30 janeiro 2026

Turbulências na economia global

Dívida recorde no G7 ameaça crescimento e estabilidade global
O esgotamento do modelo de endividamento das nações ricas impõe riscos que drenam investimentos públicos e penalizam países emergentes
Davi Molinari/Vermelho  

A economia global navega por águas turbulentas com o agravamento do nível de endividamento das nações que compõem o G7. Os países desenvolvidos enfrentam dívidas públicas que atingem patamares recordes e indicam um cenário futuro de risco sistêmico não apenas para o crescimento econômico, mas também para a própria estabilidade financeira internacional.

Atualmente, a relação entre dívida e Produto Interno Bruto (PIB) já ultrapassa a marca de 100% em seis das sete nações do grupo, sendo a Alemanha a única exceção. Esse cenário confirma a exaustão de um modelo que sinaliza o fim do conforto fiscal das economias centrais, o aumento de juros e recessão econômica.

Reportagens recentes de veículos como o The New York Times e o Wall Street Journal destacam que passivos antes associados apenas a nações em desenvolvimento agora consomem os orçamentos dos países desenvolvidos. O Japão lidera este ranking preocupante com um endividamento de 236,66% do seu PIB, seguido por Itália com 135,33% e Estados Unidos com 120,79%. França, Canadá e Reino Unido também superam a barreira dos 100%, evidenciando uma trajetória que, segundo o Fundo Monetário Internacional (FMI), paralisa o crescimento e semeia incertezas em escala mundial.

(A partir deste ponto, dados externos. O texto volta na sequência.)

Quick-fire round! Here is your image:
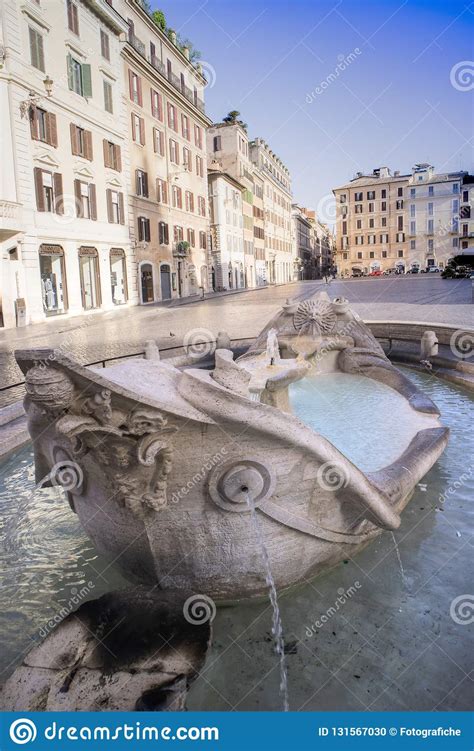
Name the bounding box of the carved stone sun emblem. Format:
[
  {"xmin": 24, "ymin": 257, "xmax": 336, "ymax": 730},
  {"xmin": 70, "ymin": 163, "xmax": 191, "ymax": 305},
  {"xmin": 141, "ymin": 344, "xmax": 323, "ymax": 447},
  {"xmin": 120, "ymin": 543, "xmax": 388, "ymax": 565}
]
[{"xmin": 293, "ymin": 300, "xmax": 337, "ymax": 336}]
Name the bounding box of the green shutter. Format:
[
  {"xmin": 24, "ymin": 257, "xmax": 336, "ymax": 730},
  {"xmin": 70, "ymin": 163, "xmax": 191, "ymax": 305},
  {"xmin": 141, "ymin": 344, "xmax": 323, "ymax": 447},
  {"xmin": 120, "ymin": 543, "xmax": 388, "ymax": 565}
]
[
  {"xmin": 66, "ymin": 55, "xmax": 74, "ymax": 91},
  {"xmin": 81, "ymin": 63, "xmax": 92, "ymax": 98}
]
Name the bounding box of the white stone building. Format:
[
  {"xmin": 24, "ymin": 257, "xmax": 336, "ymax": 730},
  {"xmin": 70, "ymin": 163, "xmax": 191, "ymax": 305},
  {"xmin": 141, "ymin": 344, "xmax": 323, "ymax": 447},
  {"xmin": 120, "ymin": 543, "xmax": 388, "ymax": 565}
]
[
  {"xmin": 250, "ymin": 138, "xmax": 292, "ymax": 284},
  {"xmin": 406, "ymin": 164, "xmax": 471, "ymax": 269},
  {"xmin": 0, "ymin": 0, "xmax": 137, "ymax": 327},
  {"xmin": 208, "ymin": 164, "xmax": 245, "ymax": 291}
]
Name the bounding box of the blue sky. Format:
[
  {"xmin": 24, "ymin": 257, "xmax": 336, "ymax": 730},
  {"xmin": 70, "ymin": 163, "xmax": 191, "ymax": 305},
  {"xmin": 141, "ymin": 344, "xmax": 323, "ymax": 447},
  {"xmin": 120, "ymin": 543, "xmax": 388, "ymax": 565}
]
[{"xmin": 160, "ymin": 0, "xmax": 474, "ymax": 219}]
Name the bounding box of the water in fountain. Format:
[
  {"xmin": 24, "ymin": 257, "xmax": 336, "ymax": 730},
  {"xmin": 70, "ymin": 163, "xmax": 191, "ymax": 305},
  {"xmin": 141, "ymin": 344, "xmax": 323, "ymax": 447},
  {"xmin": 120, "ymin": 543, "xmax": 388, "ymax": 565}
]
[{"xmin": 246, "ymin": 493, "xmax": 290, "ymax": 712}]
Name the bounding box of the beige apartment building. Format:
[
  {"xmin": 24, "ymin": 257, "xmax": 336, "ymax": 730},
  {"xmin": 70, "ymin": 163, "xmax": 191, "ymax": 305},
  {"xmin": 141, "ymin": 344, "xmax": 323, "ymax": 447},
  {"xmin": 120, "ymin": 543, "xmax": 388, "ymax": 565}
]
[
  {"xmin": 0, "ymin": 0, "xmax": 137, "ymax": 327},
  {"xmin": 207, "ymin": 121, "xmax": 256, "ymax": 287},
  {"xmin": 333, "ymin": 167, "xmax": 409, "ymax": 276},
  {"xmin": 250, "ymin": 138, "xmax": 297, "ymax": 284},
  {"xmin": 114, "ymin": 0, "xmax": 211, "ymax": 304}
]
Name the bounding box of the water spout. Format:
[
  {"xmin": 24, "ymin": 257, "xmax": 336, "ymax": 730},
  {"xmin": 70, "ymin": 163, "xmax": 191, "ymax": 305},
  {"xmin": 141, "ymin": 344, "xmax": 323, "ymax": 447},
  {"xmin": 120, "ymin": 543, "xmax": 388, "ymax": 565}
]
[{"xmin": 246, "ymin": 493, "xmax": 290, "ymax": 712}]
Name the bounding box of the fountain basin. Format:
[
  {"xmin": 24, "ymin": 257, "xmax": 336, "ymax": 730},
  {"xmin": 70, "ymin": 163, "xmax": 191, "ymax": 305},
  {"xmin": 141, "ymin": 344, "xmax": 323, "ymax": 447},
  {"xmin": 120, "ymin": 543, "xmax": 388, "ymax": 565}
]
[{"xmin": 16, "ymin": 296, "xmax": 448, "ymax": 601}]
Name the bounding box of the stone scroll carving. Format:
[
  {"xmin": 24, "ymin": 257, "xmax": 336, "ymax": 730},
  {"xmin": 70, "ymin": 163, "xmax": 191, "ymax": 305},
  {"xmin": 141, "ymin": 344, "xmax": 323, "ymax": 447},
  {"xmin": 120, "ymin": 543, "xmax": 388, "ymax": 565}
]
[{"xmin": 26, "ymin": 363, "xmax": 177, "ymax": 518}]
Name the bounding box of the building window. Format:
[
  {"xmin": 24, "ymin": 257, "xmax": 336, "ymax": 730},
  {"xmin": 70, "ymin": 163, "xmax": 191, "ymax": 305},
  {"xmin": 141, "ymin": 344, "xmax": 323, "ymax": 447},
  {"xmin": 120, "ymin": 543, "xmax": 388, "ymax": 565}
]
[
  {"xmin": 28, "ymin": 26, "xmax": 45, "ymax": 73},
  {"xmin": 153, "ymin": 128, "xmax": 165, "ymax": 156},
  {"xmin": 132, "ymin": 112, "xmax": 145, "ymax": 146},
  {"xmin": 79, "ymin": 247, "xmax": 101, "ymax": 310},
  {"xmin": 67, "ymin": 55, "xmax": 92, "ymax": 98},
  {"xmin": 135, "ymin": 170, "xmax": 148, "ymax": 198},
  {"xmin": 110, "ymin": 248, "xmax": 128, "ymax": 305},
  {"xmin": 69, "ymin": 123, "xmax": 93, "ymax": 161},
  {"xmin": 156, "ymin": 177, "xmax": 168, "ymax": 203},
  {"xmin": 150, "ymin": 89, "xmax": 163, "ymax": 121},
  {"xmin": 158, "ymin": 222, "xmax": 170, "ymax": 245},
  {"xmin": 194, "ymin": 125, "xmax": 202, "ymax": 149},
  {"xmin": 168, "ymin": 102, "xmax": 178, "ymax": 133},
  {"xmin": 39, "ymin": 245, "xmax": 67, "ymax": 316},
  {"xmin": 100, "ymin": 29, "xmax": 110, "ymax": 61},
  {"xmin": 66, "ymin": 0, "xmax": 79, "ymax": 36},
  {"xmin": 103, "ymin": 138, "xmax": 122, "ymax": 172},
  {"xmin": 103, "ymin": 79, "xmax": 114, "ymax": 115},
  {"xmin": 29, "ymin": 107, "xmax": 58, "ymax": 147},
  {"xmin": 183, "ymin": 146, "xmax": 193, "ymax": 172},
  {"xmin": 184, "ymin": 190, "xmax": 194, "ymax": 211},
  {"xmin": 138, "ymin": 216, "xmax": 150, "ymax": 243},
  {"xmin": 198, "ymin": 196, "xmax": 206, "ymax": 216},
  {"xmin": 74, "ymin": 180, "xmax": 97, "ymax": 221},
  {"xmin": 106, "ymin": 189, "xmax": 125, "ymax": 224},
  {"xmin": 181, "ymin": 115, "xmax": 191, "ymax": 141},
  {"xmin": 34, "ymin": 167, "xmax": 64, "ymax": 214},
  {"xmin": 128, "ymin": 69, "xmax": 143, "ymax": 107},
  {"xmin": 170, "ymin": 138, "xmax": 179, "ymax": 164},
  {"xmin": 171, "ymin": 185, "xmax": 183, "ymax": 209}
]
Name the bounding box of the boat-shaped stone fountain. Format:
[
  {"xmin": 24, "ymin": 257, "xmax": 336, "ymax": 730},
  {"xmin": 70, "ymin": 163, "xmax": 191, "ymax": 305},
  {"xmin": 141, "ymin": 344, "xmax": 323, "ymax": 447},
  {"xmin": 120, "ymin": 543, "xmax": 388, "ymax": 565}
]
[{"xmin": 16, "ymin": 294, "xmax": 448, "ymax": 601}]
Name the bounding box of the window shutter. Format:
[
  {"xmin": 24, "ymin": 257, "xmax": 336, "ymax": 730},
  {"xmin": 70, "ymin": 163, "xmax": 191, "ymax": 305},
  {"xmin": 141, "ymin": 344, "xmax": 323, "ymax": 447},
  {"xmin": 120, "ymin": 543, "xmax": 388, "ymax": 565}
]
[
  {"xmin": 106, "ymin": 188, "xmax": 114, "ymax": 224},
  {"xmin": 81, "ymin": 63, "xmax": 92, "ymax": 99},
  {"xmin": 74, "ymin": 180, "xmax": 84, "ymax": 219},
  {"xmin": 29, "ymin": 107, "xmax": 38, "ymax": 141},
  {"xmin": 118, "ymin": 193, "xmax": 125, "ymax": 224},
  {"xmin": 35, "ymin": 167, "xmax": 44, "ymax": 211},
  {"xmin": 66, "ymin": 55, "xmax": 74, "ymax": 91},
  {"xmin": 69, "ymin": 123, "xmax": 78, "ymax": 156},
  {"xmin": 84, "ymin": 130, "xmax": 93, "ymax": 162},
  {"xmin": 53, "ymin": 172, "xmax": 64, "ymax": 214},
  {"xmin": 89, "ymin": 183, "xmax": 97, "ymax": 222},
  {"xmin": 46, "ymin": 112, "xmax": 58, "ymax": 148},
  {"xmin": 102, "ymin": 138, "xmax": 112, "ymax": 167}
]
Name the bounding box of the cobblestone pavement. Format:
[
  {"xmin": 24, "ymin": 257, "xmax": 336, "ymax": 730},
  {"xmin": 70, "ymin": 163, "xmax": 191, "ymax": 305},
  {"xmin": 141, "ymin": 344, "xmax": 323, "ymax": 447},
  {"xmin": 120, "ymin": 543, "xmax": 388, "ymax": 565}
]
[{"xmin": 0, "ymin": 276, "xmax": 474, "ymax": 404}]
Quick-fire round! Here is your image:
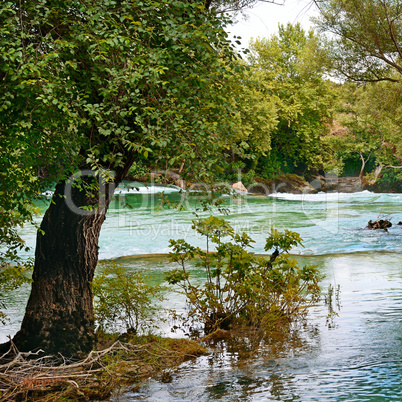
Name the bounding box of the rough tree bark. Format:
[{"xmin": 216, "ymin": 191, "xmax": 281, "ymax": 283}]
[
  {"xmin": 5, "ymin": 162, "xmax": 132, "ymax": 357},
  {"xmin": 8, "ymin": 176, "xmax": 110, "ymax": 356}
]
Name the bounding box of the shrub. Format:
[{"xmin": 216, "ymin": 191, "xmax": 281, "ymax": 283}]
[
  {"xmin": 166, "ymin": 216, "xmax": 321, "ymax": 333},
  {"xmin": 92, "ymin": 262, "xmax": 163, "ymax": 334}
]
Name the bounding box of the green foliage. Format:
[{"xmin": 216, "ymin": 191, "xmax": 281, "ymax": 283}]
[
  {"xmin": 128, "ymin": 161, "xmax": 149, "ymax": 180},
  {"xmin": 166, "ymin": 216, "xmax": 320, "ymax": 333},
  {"xmin": 328, "ymin": 83, "xmax": 402, "ymax": 176},
  {"xmin": 249, "ymin": 24, "xmax": 336, "ymax": 179},
  {"xmin": 92, "ymin": 263, "xmax": 163, "ymax": 333},
  {"xmin": 0, "ymin": 0, "xmax": 242, "ymax": 260},
  {"xmin": 0, "ymin": 262, "xmax": 31, "ymax": 325},
  {"xmin": 315, "ymin": 0, "xmax": 402, "ymax": 81}
]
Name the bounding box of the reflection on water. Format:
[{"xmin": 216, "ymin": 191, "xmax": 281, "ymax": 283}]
[
  {"xmin": 114, "ymin": 252, "xmax": 402, "ymax": 401},
  {"xmin": 0, "ymin": 191, "xmax": 402, "ymax": 402}
]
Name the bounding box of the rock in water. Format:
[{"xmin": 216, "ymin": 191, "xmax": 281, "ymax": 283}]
[
  {"xmin": 366, "ymin": 219, "xmax": 392, "ymax": 232},
  {"xmin": 232, "ymin": 181, "xmax": 247, "ymax": 193}
]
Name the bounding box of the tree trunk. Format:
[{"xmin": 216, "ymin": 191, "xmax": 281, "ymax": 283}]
[
  {"xmin": 359, "ymin": 154, "xmax": 366, "ymax": 180},
  {"xmin": 13, "ymin": 174, "xmax": 116, "ymax": 356}
]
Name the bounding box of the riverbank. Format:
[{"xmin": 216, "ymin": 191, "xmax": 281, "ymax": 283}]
[
  {"xmin": 127, "ymin": 171, "xmax": 402, "ymax": 195},
  {"xmin": 0, "ymin": 334, "xmax": 207, "ymax": 402}
]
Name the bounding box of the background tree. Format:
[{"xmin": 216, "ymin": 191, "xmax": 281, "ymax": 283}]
[
  {"xmin": 0, "ymin": 0, "xmax": 245, "ymax": 355},
  {"xmin": 249, "ymin": 24, "xmax": 335, "ymax": 178},
  {"xmin": 314, "ymin": 0, "xmax": 402, "ymax": 82},
  {"xmin": 330, "ymin": 82, "xmax": 402, "ymax": 183}
]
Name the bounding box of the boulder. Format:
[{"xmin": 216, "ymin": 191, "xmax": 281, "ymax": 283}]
[
  {"xmin": 366, "ymin": 219, "xmax": 392, "ymax": 232},
  {"xmin": 231, "ymin": 181, "xmax": 247, "ymax": 193}
]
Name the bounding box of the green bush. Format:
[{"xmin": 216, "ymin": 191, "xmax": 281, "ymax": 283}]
[
  {"xmin": 166, "ymin": 216, "xmax": 321, "ymax": 333},
  {"xmin": 92, "ymin": 263, "xmax": 163, "ymax": 334},
  {"xmin": 127, "ymin": 161, "xmax": 149, "ymax": 180}
]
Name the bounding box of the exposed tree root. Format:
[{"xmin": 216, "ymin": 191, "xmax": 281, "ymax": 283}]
[{"xmin": 0, "ymin": 336, "xmax": 205, "ymax": 401}]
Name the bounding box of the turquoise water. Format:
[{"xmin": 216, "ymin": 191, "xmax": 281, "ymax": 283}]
[{"xmin": 0, "ymin": 187, "xmax": 402, "ymax": 401}]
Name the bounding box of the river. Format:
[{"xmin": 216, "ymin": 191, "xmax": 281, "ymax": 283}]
[{"xmin": 0, "ymin": 187, "xmax": 402, "ymax": 401}]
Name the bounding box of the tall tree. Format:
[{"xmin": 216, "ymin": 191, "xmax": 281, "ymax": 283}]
[
  {"xmin": 249, "ymin": 24, "xmax": 335, "ymax": 176},
  {"xmin": 314, "ymin": 0, "xmax": 402, "ymax": 82},
  {"xmin": 0, "ymin": 0, "xmax": 245, "ymax": 355}
]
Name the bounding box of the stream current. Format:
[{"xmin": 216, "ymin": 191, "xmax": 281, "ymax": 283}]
[{"xmin": 0, "ymin": 185, "xmax": 402, "ymax": 401}]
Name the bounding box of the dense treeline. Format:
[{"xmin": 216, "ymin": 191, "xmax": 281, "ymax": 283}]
[{"xmin": 0, "ymin": 0, "xmax": 402, "ymax": 354}]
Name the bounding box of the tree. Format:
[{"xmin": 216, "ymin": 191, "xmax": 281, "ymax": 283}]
[
  {"xmin": 314, "ymin": 0, "xmax": 402, "ymax": 82},
  {"xmin": 249, "ymin": 24, "xmax": 335, "ymax": 175},
  {"xmin": 331, "ymin": 82, "xmax": 402, "ymax": 182},
  {"xmin": 0, "ymin": 0, "xmax": 247, "ymax": 355}
]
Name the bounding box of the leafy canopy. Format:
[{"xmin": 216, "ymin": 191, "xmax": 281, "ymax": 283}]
[
  {"xmin": 315, "ymin": 0, "xmax": 402, "ymax": 82},
  {"xmin": 0, "ymin": 0, "xmax": 242, "ymax": 260}
]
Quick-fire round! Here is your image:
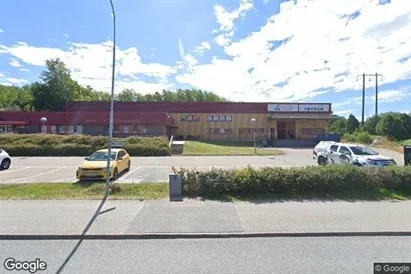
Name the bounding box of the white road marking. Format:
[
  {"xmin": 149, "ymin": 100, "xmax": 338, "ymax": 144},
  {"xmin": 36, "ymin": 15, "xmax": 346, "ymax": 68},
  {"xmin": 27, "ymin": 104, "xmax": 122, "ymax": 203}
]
[
  {"xmin": 10, "ymin": 167, "xmax": 64, "ymax": 184},
  {"xmin": 0, "ymin": 167, "xmax": 30, "ymax": 175},
  {"xmin": 118, "ymin": 167, "xmax": 141, "ymax": 182}
]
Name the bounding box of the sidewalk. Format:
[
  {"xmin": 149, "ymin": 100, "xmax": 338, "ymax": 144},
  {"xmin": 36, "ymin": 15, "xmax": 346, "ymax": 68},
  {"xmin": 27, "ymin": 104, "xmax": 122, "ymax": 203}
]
[{"xmin": 0, "ymin": 200, "xmax": 411, "ymax": 235}]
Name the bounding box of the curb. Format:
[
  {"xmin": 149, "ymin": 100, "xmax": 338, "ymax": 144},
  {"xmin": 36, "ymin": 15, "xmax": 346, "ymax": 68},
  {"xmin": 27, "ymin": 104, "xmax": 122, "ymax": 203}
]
[{"xmin": 0, "ymin": 231, "xmax": 411, "ymax": 241}]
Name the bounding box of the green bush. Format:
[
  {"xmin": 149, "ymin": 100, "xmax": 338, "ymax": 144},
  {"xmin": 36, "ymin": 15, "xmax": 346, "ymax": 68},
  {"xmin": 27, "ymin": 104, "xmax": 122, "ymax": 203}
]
[
  {"xmin": 178, "ymin": 165, "xmax": 411, "ymax": 197},
  {"xmin": 343, "ymin": 130, "xmax": 374, "ymax": 144},
  {"xmin": 0, "ymin": 134, "xmax": 170, "ymax": 156}
]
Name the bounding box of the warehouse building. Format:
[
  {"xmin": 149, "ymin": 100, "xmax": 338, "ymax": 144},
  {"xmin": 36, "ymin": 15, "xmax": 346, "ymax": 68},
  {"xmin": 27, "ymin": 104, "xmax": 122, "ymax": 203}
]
[{"xmin": 0, "ymin": 102, "xmax": 335, "ymax": 140}]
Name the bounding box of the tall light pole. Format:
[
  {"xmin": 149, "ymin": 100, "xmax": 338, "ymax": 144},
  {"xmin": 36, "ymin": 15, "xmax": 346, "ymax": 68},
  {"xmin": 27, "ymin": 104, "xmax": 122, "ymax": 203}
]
[
  {"xmin": 357, "ymin": 73, "xmax": 383, "ymax": 126},
  {"xmin": 106, "ymin": 0, "xmax": 116, "ymax": 196},
  {"xmin": 251, "ymin": 118, "xmax": 257, "ymax": 153}
]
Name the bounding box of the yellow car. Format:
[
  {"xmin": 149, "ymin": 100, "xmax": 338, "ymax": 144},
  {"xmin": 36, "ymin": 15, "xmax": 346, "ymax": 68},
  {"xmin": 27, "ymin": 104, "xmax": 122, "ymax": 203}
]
[{"xmin": 76, "ymin": 149, "xmax": 131, "ymax": 181}]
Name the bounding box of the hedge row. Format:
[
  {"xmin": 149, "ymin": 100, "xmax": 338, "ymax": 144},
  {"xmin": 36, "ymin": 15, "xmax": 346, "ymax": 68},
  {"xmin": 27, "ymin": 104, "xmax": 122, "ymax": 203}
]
[
  {"xmin": 178, "ymin": 165, "xmax": 411, "ymax": 197},
  {"xmin": 0, "ymin": 134, "xmax": 170, "ymax": 156}
]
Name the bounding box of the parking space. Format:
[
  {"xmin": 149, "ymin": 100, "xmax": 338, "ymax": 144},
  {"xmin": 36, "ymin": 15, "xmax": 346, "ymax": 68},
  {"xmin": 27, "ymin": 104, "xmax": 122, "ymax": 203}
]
[{"xmin": 0, "ymin": 148, "xmax": 403, "ymax": 184}]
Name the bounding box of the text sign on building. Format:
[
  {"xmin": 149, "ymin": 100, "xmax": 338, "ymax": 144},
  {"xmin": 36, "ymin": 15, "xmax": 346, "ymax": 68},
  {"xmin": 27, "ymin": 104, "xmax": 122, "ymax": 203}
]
[
  {"xmin": 298, "ymin": 104, "xmax": 330, "ymax": 112},
  {"xmin": 267, "ymin": 104, "xmax": 298, "ymax": 112}
]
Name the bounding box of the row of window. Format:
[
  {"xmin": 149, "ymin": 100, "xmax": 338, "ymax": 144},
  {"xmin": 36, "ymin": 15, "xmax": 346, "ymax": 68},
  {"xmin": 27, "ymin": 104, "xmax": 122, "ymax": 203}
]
[
  {"xmin": 180, "ymin": 115, "xmax": 233, "ymax": 122},
  {"xmin": 206, "ymin": 128, "xmax": 233, "ymax": 135},
  {"xmin": 180, "ymin": 115, "xmax": 200, "ymax": 122},
  {"xmin": 301, "ymin": 128, "xmax": 325, "ymax": 135}
]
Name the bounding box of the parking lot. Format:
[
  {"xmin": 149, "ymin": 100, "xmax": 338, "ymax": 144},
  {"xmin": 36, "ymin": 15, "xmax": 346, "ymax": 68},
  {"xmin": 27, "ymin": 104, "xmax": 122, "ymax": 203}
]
[{"xmin": 0, "ymin": 148, "xmax": 403, "ymax": 184}]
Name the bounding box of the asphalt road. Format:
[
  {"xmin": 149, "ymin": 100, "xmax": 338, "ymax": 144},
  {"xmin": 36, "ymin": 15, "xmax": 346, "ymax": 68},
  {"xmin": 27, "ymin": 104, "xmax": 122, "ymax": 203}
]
[
  {"xmin": 0, "ymin": 148, "xmax": 403, "ymax": 184},
  {"xmin": 0, "ymin": 237, "xmax": 411, "ymax": 274}
]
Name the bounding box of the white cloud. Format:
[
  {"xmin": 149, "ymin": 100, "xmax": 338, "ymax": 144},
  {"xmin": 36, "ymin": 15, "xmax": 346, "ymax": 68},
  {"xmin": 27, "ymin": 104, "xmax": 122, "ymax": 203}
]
[
  {"xmin": 214, "ymin": 0, "xmax": 254, "ymax": 31},
  {"xmin": 212, "ymin": 0, "xmax": 254, "ymax": 46},
  {"xmin": 182, "ymin": 0, "xmax": 411, "ymax": 101},
  {"xmin": 194, "ymin": 42, "xmax": 211, "ymax": 54},
  {"xmin": 178, "ymin": 38, "xmax": 185, "ymax": 59},
  {"xmin": 0, "ymin": 41, "xmax": 176, "ymax": 93},
  {"xmin": 9, "ymin": 58, "xmax": 21, "ymax": 68}
]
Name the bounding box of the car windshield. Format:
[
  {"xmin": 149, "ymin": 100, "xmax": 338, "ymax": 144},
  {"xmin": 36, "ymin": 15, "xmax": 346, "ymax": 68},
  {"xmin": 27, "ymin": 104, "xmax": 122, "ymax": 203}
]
[
  {"xmin": 88, "ymin": 151, "xmax": 116, "ymax": 161},
  {"xmin": 350, "ymin": 147, "xmax": 378, "ymax": 155}
]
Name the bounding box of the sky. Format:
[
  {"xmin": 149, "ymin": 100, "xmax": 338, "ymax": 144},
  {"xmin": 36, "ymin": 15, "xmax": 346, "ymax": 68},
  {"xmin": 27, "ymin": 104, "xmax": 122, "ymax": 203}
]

A crise do capitalismo ameaça os serviços públicos

O peso dos juros sobre essas dívidas é devastador para as políticas públicas e o bem-estar social. Apenas os Estados Unidos gastam anualmente mais de US$ 1 trilhão em pagamentos de juros, um valor que já supera o orçamento militar do país.

No Japão, o serviço da dívida consome 25% do orçamento nacional. Esses recursos, que deveriam ser destinados à infraestrutura, saúde e educação, são drenados para sustentar um sistema financeiro em crise, revelando as contradições da fase de financeirização extrema que prevalece no mundo. A dependência de estímulos fiscais e monetários criou uma economia viciada em déficits, incapaz de gerar desenvolvimento duradouro sem comprometer as futuras gerações. Ao mesmo tempo, nunca houve tamanha concentração de recursos nas mãos de tão poucas pessoas em que 3 mil habitantes detêm cerca de U$ 18 trilhões.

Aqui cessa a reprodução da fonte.